Kode Etik Kedokteran Pasal 1, 2, 7a, 7d, 8, 10 dan 15. Dalam hal ini, dokter telah melanggar dan
tidak menjunjung tinggi sumpah dokternya serta profesinya, mengabaikan rasa kasih sayang dan
penghormatan terhadap martabat manusia, tidak melindungi hak hidup manusia, serta melakukan
tindakan medis yang tidak sesuai dengan kompetensinya sebagai dokter umum;

Undang- Undang No 29 tahun 2004 tentang Praktik Kedokteran pasal 51a;

Undang Undang RI No. 35/2014 pasal 80 ayat 3 tentang perlindungan anak dan atau 348 KUHP
pidana dan atau pasal 349 KUHP pidana.
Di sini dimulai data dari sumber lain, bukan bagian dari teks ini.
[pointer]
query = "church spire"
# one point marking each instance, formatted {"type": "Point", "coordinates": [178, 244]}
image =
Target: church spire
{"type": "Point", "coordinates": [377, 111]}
Mereka terancam pidana penjara paling lama 15 tahun dan
denda paling banyak Rp 3 miliar.

Sumpah dokter yakni tidak membaktikan hidup guna kepentingan perikemanusiaan; tidak
menjalankan tugas dengan cara yang berhormat dan bermoral tinggi, sesuai dengan martabat
pekerjaan; tidak mengutamakan kesehatan penderita; tidak menghormati setiap hidup insani mulai
dari saat pembuahan; serta mempergunakan pengetahuan kedokteran untuk sesuatu yang bertentangan
dengan hukum perikemanusiaan.

SARAN
Sebagai petugas medis khususnya dokter, harus senantiasa menjunjung tinggi sumpah dokter, harkat dan martabat
profesi, menghormati dan menghargai hak serta martabat setiap manusia sebagai manusia yang memiliki hak untuk
hidup mulai saat pembuahan.

Sebagai masyarakat serta penegak hukum seharusnya turut menjaga dan mengawasi terjaganya hak, kehormatan
serta martabat setiap manusia.

Sebagai seorang dokter seharusnya tidak melakukan tindakan medis apapun diluar kompetensinya serta tindakan
medis apapun yang dapat membahayakan keselamatan dan nyawa seseorang. Menghindari tindakan medis apapun
salah satunya aborsi yang dilakukan tanpa tindakan medis.